Three years ago the War Resisters’ League published a 600 page book “We Have Not Been Moved: Resisting Racism and Militarism in 21st Century America” in which the question is asked, “Why have peace groups in the United States been predominantly white?  Why has it been so difficult for white members of the peace movement to make the connections between racism and war?” I realize that as a white American, a Connecticut Yankee to boot, in addition to addressing my white privilege and taking concrete material actions as a way to apologize for my part in maintaining these structures of racism, I need to look to communities of color for next steps for racial justice.

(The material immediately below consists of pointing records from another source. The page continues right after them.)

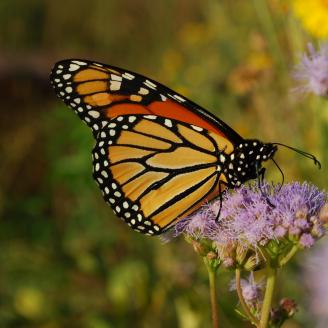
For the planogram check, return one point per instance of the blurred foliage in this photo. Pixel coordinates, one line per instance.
(66, 260)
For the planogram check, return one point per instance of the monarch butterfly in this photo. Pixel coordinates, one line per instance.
(158, 156)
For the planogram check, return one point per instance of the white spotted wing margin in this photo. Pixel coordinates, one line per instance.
(138, 88)
(152, 170)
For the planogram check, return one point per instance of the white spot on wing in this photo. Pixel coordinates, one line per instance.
(116, 77)
(94, 114)
(128, 76)
(168, 123)
(150, 84)
(115, 85)
(143, 91)
(73, 67)
(79, 62)
(197, 128)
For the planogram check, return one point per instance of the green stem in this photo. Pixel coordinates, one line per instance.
(212, 271)
(242, 301)
(267, 301)
(289, 255)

Earlier this year ten black journalists, artists, and organizers representing Ferguson, #BlackLivesMatter, and the Black Youth Project 100, joined Dream Defenders in a ten day trip to the Occupied Palestinian Territories and Israel. Marc Lamont Hill, one of the journalists, said, “We came here to Palestine to stand in love and revolutionary struggle with our brothers and sisters. We come to a land that has been stolen by greed and destroyed by hate. We come here and we learn laws that have been co-signed in ink but written in blood of the innocent and we stand next to people who continue to courageously struggle and resist the occupation. People continue to dream and fight for freedom. From Ferguson to Palestine the struggle for freedom continues.” A week ago Sunday, I participated in a Gaza pinwheel exhibit outside a church in Chicago. 521 pinwheels, each with the name of a child who had lost his/her life in Occupation Protective Edge last summer comprised the exhibit.  Our job was to pass out leaflets about this tragic loss of life and to engage people going to and fro on the sidewalks and at the CTA Red Line stop and Clark and Division. The young American Friends Service Committee office summer intern, with whom I was working, commented to me that it was black, not white persons who were more open to accepting our leaflets and talking with us.  As she said to me, “Black people get it.”

…. I must end. Thank you again for this recognition. May it be a challenge to me to risk more - to risk letting go of my white privilege in order to be able to be in authentic solidarity with Black and Palestinian persons.

Newland Smith is a long-time leader in peace and justice activism and a deputy from the Diocese of Chicago.